Risk scoring to guide antiplatelet therapy post-percutaneous coronary intervention for acute coronary syndrome results in improved clinical outcomes

    loading  Checking for direct PDF access through Ovid

Abstract

Aims

To use the Global Registry of Acute Coronary Events (GRACE) and Can Rapid risk stratification of Unstable angina patients Suppress ADverse outcomes with Early implementation of the ACC/AHA guidelines (CRUSADE) scores to risk stratify antiplatelet treatment post-acute coronary syndrome (ACS).

Methods and results

This was a prospective registry of 3374 patients undergoing percutaneous coronary intervention for ACS between 2013 and 2015 at a UK cardiac centre. Patients with either low GRACE or high CRUSADE risk scores were stratified either to clopidogrel therapy or ticagrelor was used. The primary endpoint was major adverse cardiac events (MACE) defined as death, non-fatal myocardial infarction, stroke, or target vessel revascularization with bleeding rates as a secondary outcome, assessed at a median follow-up of 1.8 years (interquartile range 0.8–3.4 years).

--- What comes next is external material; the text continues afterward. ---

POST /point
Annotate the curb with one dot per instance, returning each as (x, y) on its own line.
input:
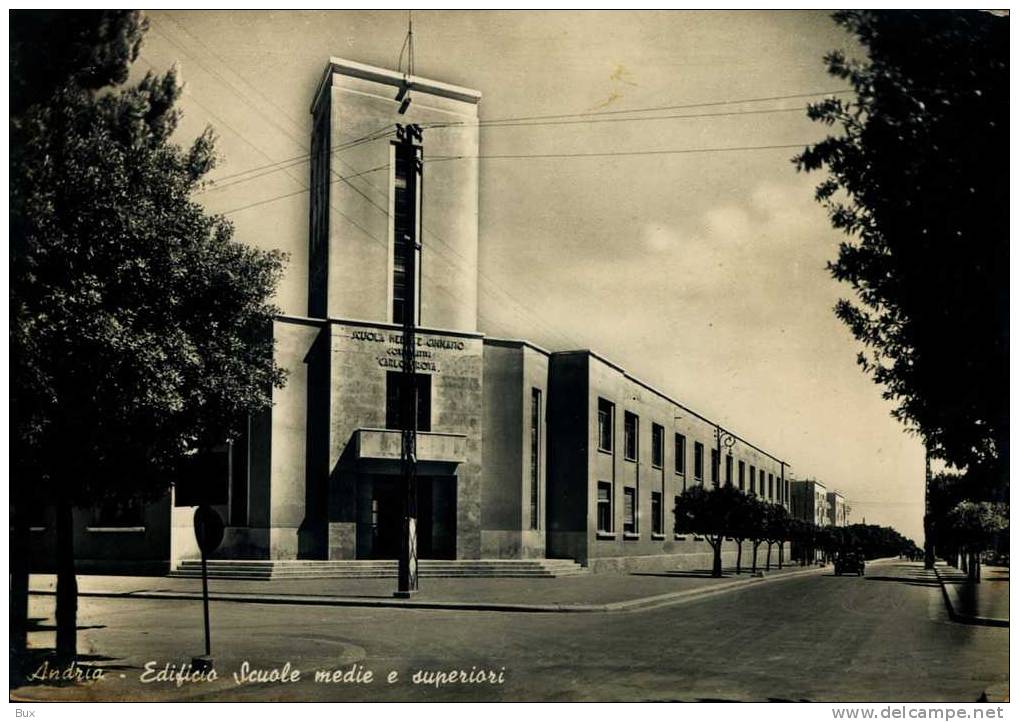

A total of 1723 (51.1%) patients were risk stratified to either clopidogrel (n = 520) or ticagrelor treatment (n = 1203), with the remaining 1651 not risk scored and treated with clopidogrel therapy. Patients in the risk score stratified group were older than the control group otherwise the groups were similar. Over the follow-up period, a significant reduction in MACE rates between the patients’ risk score stratified and control (clopidogrel therapy) (13.7% vs. 19.7%, P < 0.0001) was seen [hazard ratio (HR) 0.61, 95% confidence interval (CI) 0.31–0.86]. This persisted after adjusting for baseline variables (HR 0.65, 95% CI 0.37–0.89) and propensity matching (HR = 0.63, 95% CI 0.27–0.93; P = 0.0015) No significant differences in the rate of major bleeding were seen between the groups (5.3% vs. 5.1%, P = 0.86). In the risk-stratified group, no difference in outcome (ischaemic/bleeding) was seen between clopidogrel and ticagrelor.

Conclusion

Our registry data suggest that using appropriate risk scoring to guide antiplatelet therapy after ACS is safe and can result in improved clinical outcomes.